Begini kata eks Tim Anti Mafia Migas soal PIMD yang didirikan Pertamina



KONTAN.CO.ID - JAKARTA. PT Pertamina (Persero) mendirikan Pertamina International Marketing & Distribution, Pte Ltd (PIMD) sebagai trading arm di Singapura. Pendirian itu mengundang reaksi dari sejumlah kalangan, lantaran dikhawatirkan menjadi reinkarnasi Pertamina Energy Trading Limited (Petral) yang telah dibubarkan karena tersangkut kasus mafia migas.

Reaksi keras salah satunya datang dari eks anggota tim anti mafia migas, Fahmy Radhi. Ia mengkhawatirkan, PIMD terindikasi akan menghidupkan kembali alur rente mafia migas yang sebelumnya berada di Petral.

Baca Juga: Pertamina buka kantor pemasaran di Singapura, apa bedanya dengan Petral?


"Penetapan bos Petral sebagai tersangka oleh KPK membuktikan bahwa kongkalikong orang dalam Petral dengan Mafia Migas adalah riil. Niat saya adalah mengingatkan agar kejadian di Petral tidak terulang pada PIMD," kata Fahmy kepada Kontan.co.id, Rabu (9/10).

Pertamina berdalih, PIMD berbeda dari Petral.
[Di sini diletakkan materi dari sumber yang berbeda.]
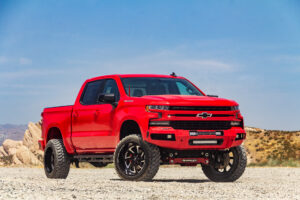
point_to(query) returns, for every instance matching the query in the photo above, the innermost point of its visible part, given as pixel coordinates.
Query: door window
(91, 92)
(111, 87)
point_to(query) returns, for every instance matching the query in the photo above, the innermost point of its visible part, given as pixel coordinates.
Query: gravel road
(169, 183)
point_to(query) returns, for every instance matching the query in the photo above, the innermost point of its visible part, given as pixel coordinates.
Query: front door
(92, 120)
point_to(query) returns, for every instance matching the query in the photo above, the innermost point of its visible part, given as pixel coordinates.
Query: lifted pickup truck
(139, 122)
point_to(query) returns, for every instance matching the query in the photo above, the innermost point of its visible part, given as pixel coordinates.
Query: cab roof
(134, 76)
Menurut Pertamina, Petral merupakan trading arm untuk impor minyak mentah dan BBM untuk kebutuhan domestik. Sedangkan PIMD merupakan trading arm untuk menjual produk Pertamina dan produk pihak ketiga ke pasar internasional.

Namun, menurut Fahmy, hal tersebut tidak menutup indikasi reinkarnasi Petral di tubuh PIMD. Serupa dengan PIMD, kata Fahmy, Petral awalnya juga dimaksudkan untuk menjual minyak mentah di pasar internasional pada saat Indonesia masih sebagai negara eksportir minyak. Namun, pada saat Indonesia sudah menjadi negara net importer, fungsi Petral sebagai satu-satunya trading arm yang hanya impor crude untuk kilang Indonesia dan impor BBM untuk kebutuhan dalam negeri.
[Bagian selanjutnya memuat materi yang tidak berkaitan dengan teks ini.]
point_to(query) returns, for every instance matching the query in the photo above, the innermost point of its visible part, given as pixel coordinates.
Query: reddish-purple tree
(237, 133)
"Hasil kajian Tim Anti Mafia Migas menyimpulkan bahwa Petral telah digunakan oleh Mafia Migas untuk memburu rente dari monopoli Petral dalam impor crude dan BBM, utamanya Premium," jelas Fahmy.
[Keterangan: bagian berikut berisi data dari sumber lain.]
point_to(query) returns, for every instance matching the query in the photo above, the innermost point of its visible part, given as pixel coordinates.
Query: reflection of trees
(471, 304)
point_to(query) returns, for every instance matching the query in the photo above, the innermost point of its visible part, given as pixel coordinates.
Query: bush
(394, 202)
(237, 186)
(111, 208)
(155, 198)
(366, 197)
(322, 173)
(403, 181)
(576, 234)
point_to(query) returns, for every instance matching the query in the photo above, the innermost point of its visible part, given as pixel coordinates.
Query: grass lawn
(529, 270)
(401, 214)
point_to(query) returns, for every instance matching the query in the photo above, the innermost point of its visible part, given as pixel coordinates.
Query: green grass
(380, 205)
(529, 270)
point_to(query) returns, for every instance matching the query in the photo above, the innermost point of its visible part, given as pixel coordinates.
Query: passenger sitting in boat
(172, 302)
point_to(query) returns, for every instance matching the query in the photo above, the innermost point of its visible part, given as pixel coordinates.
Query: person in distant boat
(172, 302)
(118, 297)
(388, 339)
Baca Juga: Pertamina kaji opsi relokasi proyek DME ke Tanjung Enim

Oleh sebab itu, setelah penutupan Petral, Fahmy berpendapat pembukaan kembali trading arm pemasaran di Singapore sangat tidak tepat. "Bahkan blunder, yang berpotensi mengundang Mafia Migas," sambung Fahmy.

Di sisi lain, Fahmy mengungkapkan bahwa kapasitas jual produk bunkering Pertamina atau Marine Fuel Oil (MFO) 380 untuk Bahan Bakar Minyak (BBM) kapal laut dan produk pihak ketiga ke pasar internasional, masih sangat kecil.

"Kalau tujuannya masuk pasar retail menjual MFO 380, kapasitasnya sangat kecil. Itu bisa dilakukan Pertamina di Jakarta, tidak harus mendirikan trading arm di Singapura," ungkap Fahmy.